Study of 50,000 Sodexo employees finds teams with gender diversity achieve better results across the board. Contributor Sean Haley, Chairman – Sodexo UK & Ireland.

Sodexo, has found teams managed by a balanced mix of men and women are more successful across a range of measurements including employee engagement and health and safety. The five-year, one-of-a-kind study of 70 Sodexo entities across different functions represents 50,000 managers worldwide and tested the performance implications of gender inclusive work culture. The study examined women across all levels of management – not just upper-level leadership positions – in order to investigate the “pipeline” that will ultimately affect gender balance at the top tier of businesses.

Sodexo’s study found that non-financial factors can also significantly benefit from a more equally structured leadership, with benefits including: Gender-balanced management reported an employee engagement rate that was 14 percentage points higher than other entities.

Gender-balanced entities saw the number of accidents decrease by 12 percentage points more than other entities; Gender-balanced entities had an average client retention rate that was 9 percentage points higher than other entities; Gender-balanced entities had an average employee retention rate that was 8 percentage points higher than other entities; Operating margins significantly increased among more gender-balanced teams than other teams.

The pattern of results indicated that a near-equal balance of men and women in management was critical to observing gains in financial and non-financial KPIs. Once the proportion of women in management exceeded 60 percent, the benefits plateaued, confirming that a mix between 40 percent  and 60 percent  is necessary for optimal performance.

Analysts also found a direct correlation between the percentage of women in the total workforce and those in management, indicating gender-balanced workforces and leadership create an environment supportive of career growth for women. This lends support to the idea that gender parity in top leadership is closely related to the pipeline of women in the workforce.

Sean Haley, Chairman, Sodexo UK & Ireland said, “As a business, we have been committed to the advancement of women for a long time. By putting our head above the parapet and actually conducting research on our own workforce, we have been able to prove that gender-balanced leadership not only makes business sense, but can enhance the quality of life of our employees. “Despite notable progress, we are fully aware more work needs to be done, which is why achieving gender balance is one of the three pillars of our Better Tomorrow 2025 vision.”

Sodexo is breaking new ground in gender parity. Today, women represent 50 percent of its board. Thirty-two percent of senior leadership positions are held by women globally – a 6 percent increase at the very top levels since 2013. Middle management and site management positions are balanced at 46 percent . Currently, 59 percent  of the total workforce works within gender-balanced management.

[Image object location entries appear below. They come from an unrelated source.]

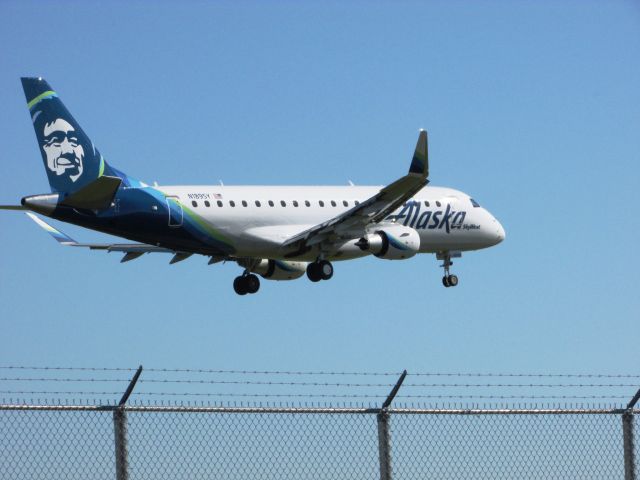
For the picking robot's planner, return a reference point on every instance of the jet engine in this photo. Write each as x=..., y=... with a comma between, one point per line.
x=395, y=242
x=278, y=269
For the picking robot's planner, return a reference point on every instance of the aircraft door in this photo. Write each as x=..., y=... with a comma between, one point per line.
x=175, y=212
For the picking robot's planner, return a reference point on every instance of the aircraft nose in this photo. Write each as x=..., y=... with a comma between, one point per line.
x=500, y=231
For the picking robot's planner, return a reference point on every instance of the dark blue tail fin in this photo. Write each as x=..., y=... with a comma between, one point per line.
x=70, y=157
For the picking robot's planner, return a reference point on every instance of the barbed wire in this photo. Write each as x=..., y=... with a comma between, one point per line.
x=310, y=373
x=324, y=384
x=271, y=395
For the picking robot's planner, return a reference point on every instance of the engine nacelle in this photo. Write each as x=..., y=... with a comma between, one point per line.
x=279, y=269
x=395, y=242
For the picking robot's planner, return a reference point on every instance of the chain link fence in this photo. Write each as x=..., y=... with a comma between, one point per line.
x=159, y=442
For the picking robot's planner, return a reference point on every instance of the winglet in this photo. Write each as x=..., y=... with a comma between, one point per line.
x=420, y=161
x=60, y=237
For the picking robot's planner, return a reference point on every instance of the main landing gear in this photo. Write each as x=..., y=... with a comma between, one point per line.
x=319, y=270
x=449, y=280
x=246, y=283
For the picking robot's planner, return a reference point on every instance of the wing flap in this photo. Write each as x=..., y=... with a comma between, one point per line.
x=372, y=210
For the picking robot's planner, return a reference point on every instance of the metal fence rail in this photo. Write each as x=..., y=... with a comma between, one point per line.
x=160, y=442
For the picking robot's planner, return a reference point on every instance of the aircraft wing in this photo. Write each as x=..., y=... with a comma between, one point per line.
x=131, y=250
x=372, y=210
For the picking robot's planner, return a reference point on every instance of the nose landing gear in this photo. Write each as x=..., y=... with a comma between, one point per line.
x=319, y=270
x=449, y=280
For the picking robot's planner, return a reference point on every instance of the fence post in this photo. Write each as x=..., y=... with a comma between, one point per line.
x=384, y=434
x=120, y=431
x=627, y=437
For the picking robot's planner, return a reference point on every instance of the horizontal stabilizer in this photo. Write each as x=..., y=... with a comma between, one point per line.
x=56, y=234
x=98, y=195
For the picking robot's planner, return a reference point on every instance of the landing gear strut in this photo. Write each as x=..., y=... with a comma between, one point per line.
x=246, y=283
x=319, y=270
x=449, y=280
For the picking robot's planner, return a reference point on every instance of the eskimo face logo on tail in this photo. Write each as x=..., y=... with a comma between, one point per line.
x=63, y=149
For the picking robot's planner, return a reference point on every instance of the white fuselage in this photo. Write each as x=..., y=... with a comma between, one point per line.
x=259, y=218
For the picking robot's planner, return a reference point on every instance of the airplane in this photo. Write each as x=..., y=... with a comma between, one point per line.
x=276, y=232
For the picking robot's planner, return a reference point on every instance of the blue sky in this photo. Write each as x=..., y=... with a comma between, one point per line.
x=531, y=107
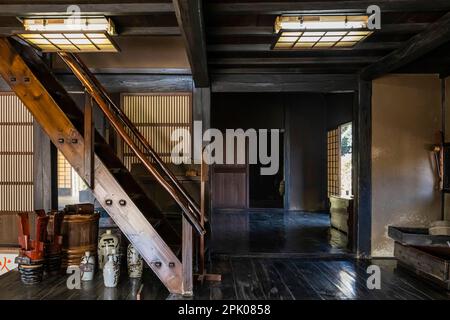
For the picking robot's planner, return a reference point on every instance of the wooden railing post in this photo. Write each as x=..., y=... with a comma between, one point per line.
x=88, y=141
x=186, y=259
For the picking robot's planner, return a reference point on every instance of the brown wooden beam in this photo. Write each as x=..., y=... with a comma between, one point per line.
x=89, y=133
x=190, y=20
x=434, y=36
x=349, y=6
x=283, y=83
x=362, y=166
x=149, y=31
x=187, y=259
x=293, y=61
x=265, y=47
x=268, y=30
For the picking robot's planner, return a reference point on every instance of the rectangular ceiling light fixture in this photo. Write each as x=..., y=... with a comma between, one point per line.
x=92, y=34
x=319, y=32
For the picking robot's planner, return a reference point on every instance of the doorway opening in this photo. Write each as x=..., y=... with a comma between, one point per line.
x=267, y=191
x=293, y=211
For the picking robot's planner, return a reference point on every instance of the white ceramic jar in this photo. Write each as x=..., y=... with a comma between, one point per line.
x=107, y=243
x=135, y=262
x=87, y=267
x=111, y=271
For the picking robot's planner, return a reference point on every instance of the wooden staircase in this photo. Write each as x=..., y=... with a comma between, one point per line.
x=95, y=161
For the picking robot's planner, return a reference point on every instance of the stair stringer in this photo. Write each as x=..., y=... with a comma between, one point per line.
x=70, y=142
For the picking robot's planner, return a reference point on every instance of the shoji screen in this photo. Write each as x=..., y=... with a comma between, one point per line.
x=16, y=164
x=156, y=116
x=333, y=153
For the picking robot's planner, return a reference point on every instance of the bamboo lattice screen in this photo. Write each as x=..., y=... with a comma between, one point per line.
x=157, y=116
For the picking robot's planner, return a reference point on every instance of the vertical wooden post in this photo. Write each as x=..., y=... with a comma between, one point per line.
x=42, y=173
x=203, y=181
x=88, y=141
x=363, y=192
x=187, y=258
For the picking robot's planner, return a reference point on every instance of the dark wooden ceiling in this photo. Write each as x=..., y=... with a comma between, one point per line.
x=238, y=39
x=238, y=34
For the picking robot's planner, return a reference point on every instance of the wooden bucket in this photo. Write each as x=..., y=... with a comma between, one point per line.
x=80, y=234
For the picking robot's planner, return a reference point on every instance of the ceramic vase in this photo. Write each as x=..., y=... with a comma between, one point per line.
x=87, y=267
x=135, y=262
x=111, y=272
x=107, y=243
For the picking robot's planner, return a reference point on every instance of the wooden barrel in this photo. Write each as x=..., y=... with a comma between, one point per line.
x=80, y=234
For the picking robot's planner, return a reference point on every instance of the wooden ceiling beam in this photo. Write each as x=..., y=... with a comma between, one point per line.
x=294, y=61
x=263, y=47
x=434, y=36
x=86, y=8
x=268, y=30
x=190, y=21
x=349, y=6
x=283, y=83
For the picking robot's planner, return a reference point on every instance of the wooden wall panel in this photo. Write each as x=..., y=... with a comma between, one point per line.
x=16, y=164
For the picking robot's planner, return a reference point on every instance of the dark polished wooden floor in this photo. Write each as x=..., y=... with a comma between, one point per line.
x=249, y=278
x=273, y=232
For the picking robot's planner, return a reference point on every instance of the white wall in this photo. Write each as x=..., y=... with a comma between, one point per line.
x=406, y=114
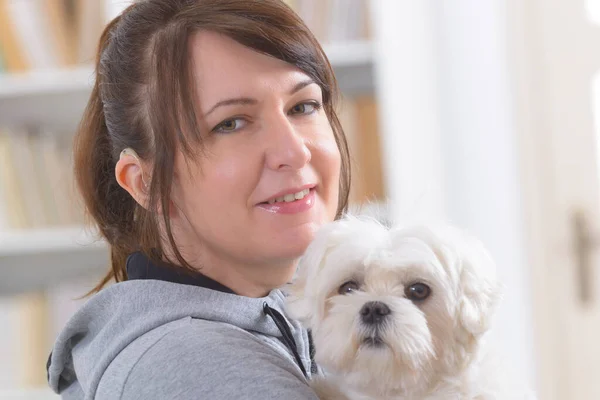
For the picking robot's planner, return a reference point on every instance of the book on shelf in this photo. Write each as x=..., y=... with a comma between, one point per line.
x=45, y=34
x=358, y=116
x=334, y=20
x=36, y=181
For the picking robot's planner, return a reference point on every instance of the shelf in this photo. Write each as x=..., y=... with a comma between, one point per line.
x=35, y=259
x=28, y=394
x=56, y=99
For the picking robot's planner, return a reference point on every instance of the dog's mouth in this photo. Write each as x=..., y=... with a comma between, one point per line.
x=373, y=341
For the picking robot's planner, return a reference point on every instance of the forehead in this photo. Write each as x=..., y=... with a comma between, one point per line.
x=224, y=67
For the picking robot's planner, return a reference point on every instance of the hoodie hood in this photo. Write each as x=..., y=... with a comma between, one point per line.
x=121, y=313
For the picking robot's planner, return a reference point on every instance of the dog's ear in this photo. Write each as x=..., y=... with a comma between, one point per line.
x=479, y=288
x=305, y=301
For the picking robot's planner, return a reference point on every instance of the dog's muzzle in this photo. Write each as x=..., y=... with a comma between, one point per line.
x=374, y=313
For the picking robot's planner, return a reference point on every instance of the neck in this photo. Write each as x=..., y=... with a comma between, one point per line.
x=244, y=279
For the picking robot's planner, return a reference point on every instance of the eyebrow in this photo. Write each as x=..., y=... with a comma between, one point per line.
x=250, y=101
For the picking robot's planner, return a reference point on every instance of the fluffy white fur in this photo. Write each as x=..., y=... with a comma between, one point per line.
x=431, y=350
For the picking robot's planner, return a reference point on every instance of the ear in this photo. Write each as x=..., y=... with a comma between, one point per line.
x=479, y=289
x=305, y=301
x=129, y=172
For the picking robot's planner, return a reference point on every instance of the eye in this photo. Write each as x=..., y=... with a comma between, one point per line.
x=417, y=291
x=348, y=287
x=230, y=125
x=305, y=108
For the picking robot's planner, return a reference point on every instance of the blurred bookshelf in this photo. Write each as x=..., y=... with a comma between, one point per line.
x=56, y=98
x=46, y=76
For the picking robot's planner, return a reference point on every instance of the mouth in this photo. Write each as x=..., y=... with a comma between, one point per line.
x=290, y=195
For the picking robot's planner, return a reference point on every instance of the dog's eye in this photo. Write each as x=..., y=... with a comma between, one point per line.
x=348, y=287
x=417, y=291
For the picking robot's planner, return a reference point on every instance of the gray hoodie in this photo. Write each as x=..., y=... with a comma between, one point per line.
x=159, y=338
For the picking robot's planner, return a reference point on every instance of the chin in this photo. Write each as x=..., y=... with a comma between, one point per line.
x=400, y=313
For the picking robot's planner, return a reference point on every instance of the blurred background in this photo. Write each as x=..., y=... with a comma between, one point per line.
x=480, y=112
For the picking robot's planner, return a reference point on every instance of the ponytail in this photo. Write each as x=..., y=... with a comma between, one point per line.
x=106, y=202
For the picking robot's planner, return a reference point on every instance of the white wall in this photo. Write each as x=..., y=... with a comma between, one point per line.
x=447, y=115
x=481, y=156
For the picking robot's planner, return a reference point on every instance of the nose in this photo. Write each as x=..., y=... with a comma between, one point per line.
x=374, y=312
x=286, y=147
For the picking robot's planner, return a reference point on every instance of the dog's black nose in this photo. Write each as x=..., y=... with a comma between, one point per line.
x=374, y=312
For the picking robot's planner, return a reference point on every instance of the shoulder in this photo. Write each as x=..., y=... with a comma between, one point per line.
x=205, y=359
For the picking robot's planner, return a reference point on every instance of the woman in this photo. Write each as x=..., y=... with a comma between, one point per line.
x=208, y=155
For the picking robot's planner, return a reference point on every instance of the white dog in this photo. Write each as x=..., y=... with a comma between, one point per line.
x=399, y=313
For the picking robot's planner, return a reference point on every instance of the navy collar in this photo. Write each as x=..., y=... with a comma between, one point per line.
x=141, y=267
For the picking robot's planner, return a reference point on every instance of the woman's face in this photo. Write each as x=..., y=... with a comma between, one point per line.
x=269, y=176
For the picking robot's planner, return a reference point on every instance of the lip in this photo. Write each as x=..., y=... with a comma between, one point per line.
x=289, y=191
x=293, y=207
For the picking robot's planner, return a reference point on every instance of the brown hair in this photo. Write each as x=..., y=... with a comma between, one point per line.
x=142, y=98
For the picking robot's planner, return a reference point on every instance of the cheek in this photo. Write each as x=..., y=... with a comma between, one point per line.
x=215, y=181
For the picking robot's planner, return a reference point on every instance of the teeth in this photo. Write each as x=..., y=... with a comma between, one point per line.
x=301, y=194
x=290, y=197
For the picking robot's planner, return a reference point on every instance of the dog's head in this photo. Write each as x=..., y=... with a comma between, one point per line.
x=393, y=307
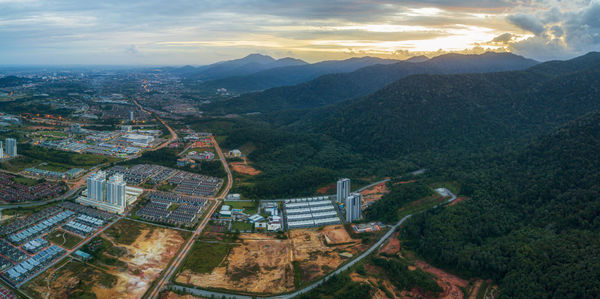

Rohini Anand, PhD, Senior Vice President, Corporate Responsibility and Global Chief Diversity Officer, Sodexo added, These results add a new, compelling dimension to a growing body of research that demonstrates the business benefits of gender equity. “The distinctive nature of the study, with its examination of both financial and non-financial performance indicators across so many levels of management and the pipeline to leadership, is a significant piece of the overall picture on the importance of gender in the workforce for enhanced outcomes.”